In response, we've been adjusting our data decision rules for which students receive supplemental or intensive intervention. We don't want to over-intervene and "flood our intervention system," because that means we're not focusing enough on overall core instruction. Using our Panorama data, we've been adjusting those data decision rules and identifying where we need to push resources into our core to reach all of our students' needs.
"Often, we want to start with academics. Really, we should be looking at attendance, engagement, and SEL—what's going on in students' lives? Panorama Student Success has helped us look deeper instead of jumping straight to academics."
–Alison Augustson, Elementary MTSS Coordinator
Strengthening Collaboration Across Student Support Teams During Remote Learning
MH: In our district, every school has an MTSS leadership team that might consist of principals, coaches, counselors, or other staff. Before the shift to remote learning, we would hold monthly professional development (PD) meetings with MTSS leads. That changed in the spring when we couldn’t have in-person sessions. So, this past summer, we pivoted our collaboration structures to align with our new hybrid model. Here are a couple things we introduced:
- A weekly "S'More" newsletter (pictured to the right) to share effective MTSS practices and resources for strengthening core instruction. Initially this was sent out every Friday to our MTSS leads, but we're now sending it to a much broader audience.
- School shout-outs in the newsletter every week to share the great things that schools are doing—whether it's making videos on how to use Student Success, or creating a resource like a problem-solving MTSS Google Form for teachers and staff to use.
- A new MTSS Leadership Agenda (access the template here) that is modeled after another document that our district uses for school data meetings, but that turns the focus of the agenda to problem-solving.
- PD time on Wednesdays for training on new tools, since schools are fully remote on Wednesdays. In a year where we were rolling out all of these new platforms and screeners, it was a blessing in disguise that we had this dedicated time for PD. We were able to harness this time to provide training on Student Success as well as our new math and literacy screeners.

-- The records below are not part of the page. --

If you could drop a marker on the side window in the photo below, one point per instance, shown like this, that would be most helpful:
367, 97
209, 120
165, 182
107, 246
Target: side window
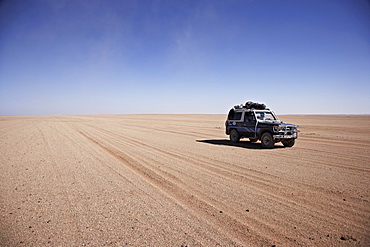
249, 117
237, 116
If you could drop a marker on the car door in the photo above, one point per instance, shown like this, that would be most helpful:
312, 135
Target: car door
248, 125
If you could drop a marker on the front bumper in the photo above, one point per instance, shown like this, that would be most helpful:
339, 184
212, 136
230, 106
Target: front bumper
294, 136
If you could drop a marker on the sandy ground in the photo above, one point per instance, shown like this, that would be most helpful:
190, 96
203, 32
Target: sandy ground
176, 180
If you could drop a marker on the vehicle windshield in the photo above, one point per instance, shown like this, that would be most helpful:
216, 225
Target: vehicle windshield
265, 115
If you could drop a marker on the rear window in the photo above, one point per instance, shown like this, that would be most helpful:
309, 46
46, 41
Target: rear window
234, 115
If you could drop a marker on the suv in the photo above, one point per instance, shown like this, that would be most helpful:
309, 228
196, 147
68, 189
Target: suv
261, 125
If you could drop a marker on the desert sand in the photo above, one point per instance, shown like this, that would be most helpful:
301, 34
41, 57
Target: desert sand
176, 180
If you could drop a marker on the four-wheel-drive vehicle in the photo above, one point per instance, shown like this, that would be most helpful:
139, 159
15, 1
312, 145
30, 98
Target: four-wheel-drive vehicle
261, 124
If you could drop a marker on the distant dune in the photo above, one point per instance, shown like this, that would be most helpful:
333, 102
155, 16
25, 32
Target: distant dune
176, 180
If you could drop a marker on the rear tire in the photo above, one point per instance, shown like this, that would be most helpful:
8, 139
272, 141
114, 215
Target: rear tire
267, 140
234, 136
288, 143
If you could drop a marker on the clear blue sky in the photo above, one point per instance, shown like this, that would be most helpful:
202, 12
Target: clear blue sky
116, 57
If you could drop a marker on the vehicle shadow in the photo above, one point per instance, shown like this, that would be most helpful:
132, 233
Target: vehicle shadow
240, 144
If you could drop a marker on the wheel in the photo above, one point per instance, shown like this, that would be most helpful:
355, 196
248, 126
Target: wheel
288, 142
267, 140
253, 139
234, 136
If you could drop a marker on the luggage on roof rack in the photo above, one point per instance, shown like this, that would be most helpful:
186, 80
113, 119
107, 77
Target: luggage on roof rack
251, 105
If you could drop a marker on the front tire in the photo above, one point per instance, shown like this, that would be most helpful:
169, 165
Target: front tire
288, 143
253, 139
267, 140
234, 136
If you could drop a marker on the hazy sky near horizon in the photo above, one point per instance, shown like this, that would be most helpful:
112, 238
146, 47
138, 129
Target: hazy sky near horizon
118, 57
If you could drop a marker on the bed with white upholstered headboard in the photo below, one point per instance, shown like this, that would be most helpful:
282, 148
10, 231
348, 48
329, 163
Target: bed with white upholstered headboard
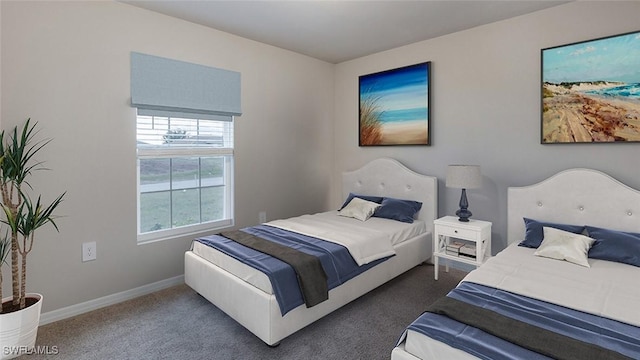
247, 295
573, 263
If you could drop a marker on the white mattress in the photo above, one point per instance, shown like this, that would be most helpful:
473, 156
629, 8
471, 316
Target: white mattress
396, 230
605, 289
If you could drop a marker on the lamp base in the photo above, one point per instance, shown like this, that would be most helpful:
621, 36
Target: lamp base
463, 213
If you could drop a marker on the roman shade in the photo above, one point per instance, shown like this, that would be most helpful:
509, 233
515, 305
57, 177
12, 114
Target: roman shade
161, 86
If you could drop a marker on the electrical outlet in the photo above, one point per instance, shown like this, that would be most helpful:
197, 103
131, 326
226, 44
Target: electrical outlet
89, 251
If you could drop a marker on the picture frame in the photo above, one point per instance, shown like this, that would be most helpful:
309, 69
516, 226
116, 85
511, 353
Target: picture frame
590, 91
394, 107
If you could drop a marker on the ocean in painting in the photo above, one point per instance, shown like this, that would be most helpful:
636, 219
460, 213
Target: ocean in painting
631, 91
394, 116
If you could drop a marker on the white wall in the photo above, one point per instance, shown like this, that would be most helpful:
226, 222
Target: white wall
66, 65
485, 107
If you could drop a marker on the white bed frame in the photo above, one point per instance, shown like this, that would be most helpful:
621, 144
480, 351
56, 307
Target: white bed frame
259, 311
575, 196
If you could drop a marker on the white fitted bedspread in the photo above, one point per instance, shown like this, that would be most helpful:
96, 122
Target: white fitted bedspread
394, 231
606, 289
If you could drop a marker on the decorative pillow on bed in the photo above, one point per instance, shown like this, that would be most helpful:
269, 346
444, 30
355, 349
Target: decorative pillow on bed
564, 245
359, 209
397, 209
375, 199
612, 245
533, 234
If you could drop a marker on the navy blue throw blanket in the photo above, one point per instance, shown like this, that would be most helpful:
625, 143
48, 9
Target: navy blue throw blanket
338, 264
601, 335
311, 277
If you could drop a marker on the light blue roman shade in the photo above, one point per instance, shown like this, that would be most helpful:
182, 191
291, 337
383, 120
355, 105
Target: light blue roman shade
166, 87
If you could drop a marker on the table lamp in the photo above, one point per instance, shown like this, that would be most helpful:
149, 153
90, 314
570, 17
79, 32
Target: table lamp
464, 177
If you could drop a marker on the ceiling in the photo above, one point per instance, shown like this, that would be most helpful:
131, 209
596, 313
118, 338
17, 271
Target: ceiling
337, 31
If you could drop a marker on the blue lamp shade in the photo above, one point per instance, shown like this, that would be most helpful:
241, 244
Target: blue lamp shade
464, 177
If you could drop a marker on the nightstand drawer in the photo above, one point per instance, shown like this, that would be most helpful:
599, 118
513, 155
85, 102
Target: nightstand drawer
456, 232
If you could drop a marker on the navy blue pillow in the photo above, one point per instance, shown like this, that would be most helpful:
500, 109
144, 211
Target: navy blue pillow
534, 234
397, 209
612, 245
375, 199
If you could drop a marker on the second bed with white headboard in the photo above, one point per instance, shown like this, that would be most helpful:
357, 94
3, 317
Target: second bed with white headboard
569, 275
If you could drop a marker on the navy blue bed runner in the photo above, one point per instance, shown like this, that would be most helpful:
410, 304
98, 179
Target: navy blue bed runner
612, 335
336, 261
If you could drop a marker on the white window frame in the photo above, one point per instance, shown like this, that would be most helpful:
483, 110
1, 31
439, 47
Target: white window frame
193, 229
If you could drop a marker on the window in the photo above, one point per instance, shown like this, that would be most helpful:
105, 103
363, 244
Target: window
184, 134
185, 173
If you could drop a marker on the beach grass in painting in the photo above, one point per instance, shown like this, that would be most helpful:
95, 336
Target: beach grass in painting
394, 106
591, 91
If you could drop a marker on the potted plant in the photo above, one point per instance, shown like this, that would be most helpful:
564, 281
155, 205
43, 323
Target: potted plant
20, 314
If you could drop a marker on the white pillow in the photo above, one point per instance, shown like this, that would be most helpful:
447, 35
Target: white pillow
359, 209
563, 245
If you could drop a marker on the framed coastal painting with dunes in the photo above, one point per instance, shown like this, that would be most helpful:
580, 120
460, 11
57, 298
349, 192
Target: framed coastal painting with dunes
591, 91
394, 106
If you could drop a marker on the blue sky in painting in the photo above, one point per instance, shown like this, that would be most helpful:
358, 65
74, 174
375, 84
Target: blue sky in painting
611, 59
402, 92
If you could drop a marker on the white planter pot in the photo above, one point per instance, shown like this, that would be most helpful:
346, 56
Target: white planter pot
18, 330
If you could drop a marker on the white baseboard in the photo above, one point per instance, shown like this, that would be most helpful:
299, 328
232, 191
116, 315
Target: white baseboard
77, 309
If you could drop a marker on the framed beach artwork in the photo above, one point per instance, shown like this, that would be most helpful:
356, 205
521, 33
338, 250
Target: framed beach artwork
394, 106
591, 91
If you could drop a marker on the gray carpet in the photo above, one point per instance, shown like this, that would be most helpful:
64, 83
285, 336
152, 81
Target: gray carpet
177, 323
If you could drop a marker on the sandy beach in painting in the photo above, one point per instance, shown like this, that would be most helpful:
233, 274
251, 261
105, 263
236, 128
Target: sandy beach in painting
570, 115
405, 133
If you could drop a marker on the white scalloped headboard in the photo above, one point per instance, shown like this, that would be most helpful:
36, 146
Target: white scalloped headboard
575, 196
388, 177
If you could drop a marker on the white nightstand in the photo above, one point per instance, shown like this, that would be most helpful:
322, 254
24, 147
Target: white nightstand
474, 234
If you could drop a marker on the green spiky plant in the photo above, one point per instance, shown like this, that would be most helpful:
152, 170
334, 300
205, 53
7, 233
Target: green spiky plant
22, 215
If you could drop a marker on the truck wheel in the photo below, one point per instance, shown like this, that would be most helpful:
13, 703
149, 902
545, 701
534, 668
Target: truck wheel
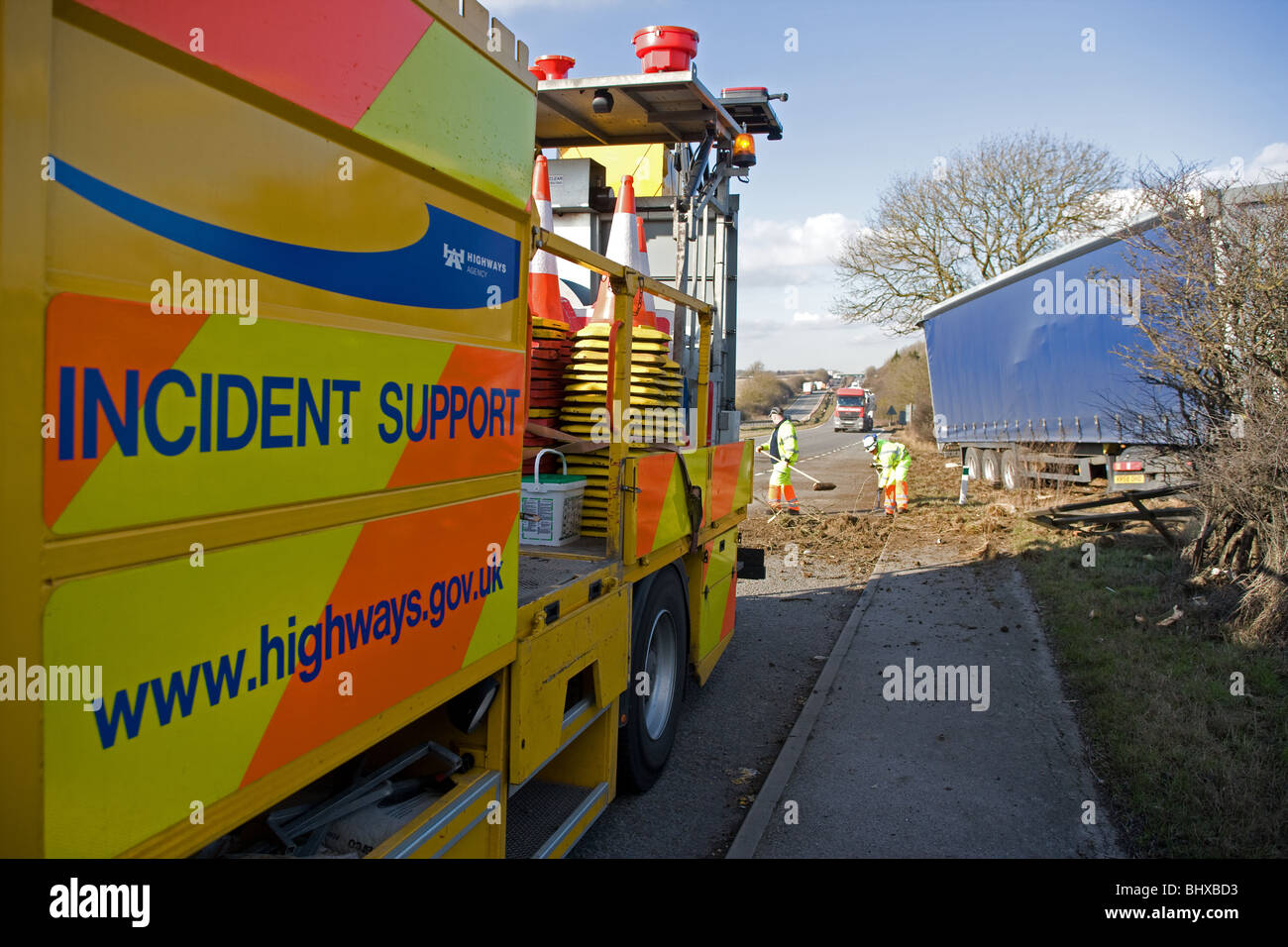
988, 470
660, 648
1010, 470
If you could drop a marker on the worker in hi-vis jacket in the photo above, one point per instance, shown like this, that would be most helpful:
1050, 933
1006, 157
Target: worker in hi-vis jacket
893, 462
784, 450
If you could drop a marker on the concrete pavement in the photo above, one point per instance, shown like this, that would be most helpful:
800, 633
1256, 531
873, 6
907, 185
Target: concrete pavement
863, 776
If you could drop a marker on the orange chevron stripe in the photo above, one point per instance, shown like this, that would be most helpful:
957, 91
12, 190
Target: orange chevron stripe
463, 457
111, 335
730, 605
725, 464
389, 558
653, 472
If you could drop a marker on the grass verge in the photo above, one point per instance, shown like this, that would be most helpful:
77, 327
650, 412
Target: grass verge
1192, 768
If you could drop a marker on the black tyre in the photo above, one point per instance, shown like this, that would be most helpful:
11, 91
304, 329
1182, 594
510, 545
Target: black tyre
660, 648
990, 467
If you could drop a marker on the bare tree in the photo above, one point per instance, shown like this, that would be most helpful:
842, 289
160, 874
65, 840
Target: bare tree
980, 213
1215, 322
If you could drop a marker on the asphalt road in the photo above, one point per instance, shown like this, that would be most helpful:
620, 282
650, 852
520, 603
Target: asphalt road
787, 624
803, 406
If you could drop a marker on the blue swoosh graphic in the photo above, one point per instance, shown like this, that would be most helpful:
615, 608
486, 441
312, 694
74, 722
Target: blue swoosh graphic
420, 273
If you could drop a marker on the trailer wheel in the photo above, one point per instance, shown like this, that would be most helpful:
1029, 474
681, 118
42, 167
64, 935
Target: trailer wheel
660, 648
1010, 470
988, 467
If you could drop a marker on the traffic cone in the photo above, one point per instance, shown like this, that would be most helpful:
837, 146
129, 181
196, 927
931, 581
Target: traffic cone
544, 296
644, 312
622, 248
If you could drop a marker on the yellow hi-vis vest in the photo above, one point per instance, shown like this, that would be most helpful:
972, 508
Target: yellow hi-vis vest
893, 458
782, 444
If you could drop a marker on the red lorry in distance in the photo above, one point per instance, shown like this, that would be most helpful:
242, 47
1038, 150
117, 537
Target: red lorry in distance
853, 410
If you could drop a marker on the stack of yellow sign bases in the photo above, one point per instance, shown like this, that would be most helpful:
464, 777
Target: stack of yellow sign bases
656, 389
593, 500
552, 350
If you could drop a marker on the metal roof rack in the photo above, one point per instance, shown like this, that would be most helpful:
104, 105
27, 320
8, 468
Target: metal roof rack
647, 108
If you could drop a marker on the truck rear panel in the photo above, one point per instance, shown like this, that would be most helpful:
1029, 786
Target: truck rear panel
273, 302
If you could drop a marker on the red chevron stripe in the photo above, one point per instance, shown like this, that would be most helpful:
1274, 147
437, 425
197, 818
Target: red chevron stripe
334, 56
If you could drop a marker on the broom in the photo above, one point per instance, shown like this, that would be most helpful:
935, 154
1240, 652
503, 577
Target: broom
818, 484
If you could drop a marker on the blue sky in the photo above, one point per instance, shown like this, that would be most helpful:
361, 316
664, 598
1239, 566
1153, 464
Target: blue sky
879, 89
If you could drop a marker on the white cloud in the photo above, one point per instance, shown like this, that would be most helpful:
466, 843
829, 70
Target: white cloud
790, 253
502, 8
1270, 159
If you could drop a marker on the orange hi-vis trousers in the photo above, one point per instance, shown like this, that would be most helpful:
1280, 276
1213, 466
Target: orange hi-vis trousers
784, 496
896, 496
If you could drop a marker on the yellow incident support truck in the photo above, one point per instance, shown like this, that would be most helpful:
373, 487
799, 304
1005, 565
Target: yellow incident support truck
265, 274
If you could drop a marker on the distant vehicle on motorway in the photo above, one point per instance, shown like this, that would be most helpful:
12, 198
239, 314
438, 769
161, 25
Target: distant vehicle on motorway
853, 410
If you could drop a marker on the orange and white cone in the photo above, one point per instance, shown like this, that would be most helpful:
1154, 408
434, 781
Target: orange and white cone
544, 273
644, 312
622, 248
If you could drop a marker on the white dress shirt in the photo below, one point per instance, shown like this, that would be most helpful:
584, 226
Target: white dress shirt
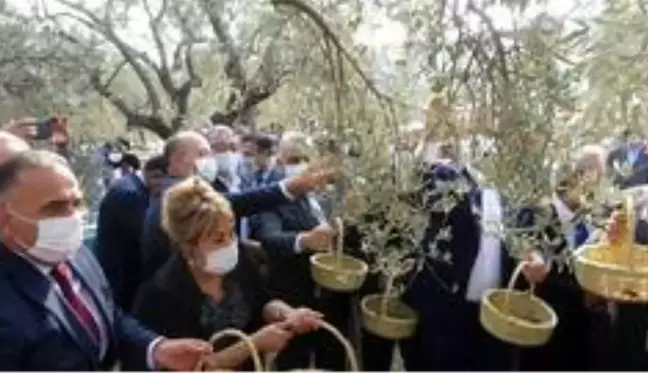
486, 270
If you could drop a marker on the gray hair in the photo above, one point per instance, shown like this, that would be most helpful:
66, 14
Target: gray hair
29, 159
174, 142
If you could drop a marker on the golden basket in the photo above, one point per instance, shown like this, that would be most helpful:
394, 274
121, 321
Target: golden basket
398, 321
517, 317
338, 272
348, 348
201, 367
616, 269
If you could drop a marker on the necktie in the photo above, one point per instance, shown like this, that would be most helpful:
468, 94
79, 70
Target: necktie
259, 178
63, 277
581, 234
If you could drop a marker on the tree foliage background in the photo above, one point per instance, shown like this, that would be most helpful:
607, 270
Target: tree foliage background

AA: In general, Student Success has increased communication and transparency across grade-level teams. It allows adults to see student data across all classes—which is especially important at the secondary level since teachers may see a student for just one class. For example, a social studies teacher can see a student's science and math grades, plus their SEL survey data and behavior data. It's been helpful for starting conversations among teachers about how to best work with students.
I also wanted to share one of my favorite features in Student Success: the ability to look at academic data from two lenses. We can see coursework and grades pulled in from PowerSchool, as well as our screener data from third-party sources like STAR Math and ExactPath. It's eye-opening for our principals and teachers to see how our grading aligns, or doesn't, with the screening data. We've been working towards competency-based, standards-based grading. Seeing the data in this light has been helpful for asking, "Are we grading a student's competency, or are we grading a student's compliance?"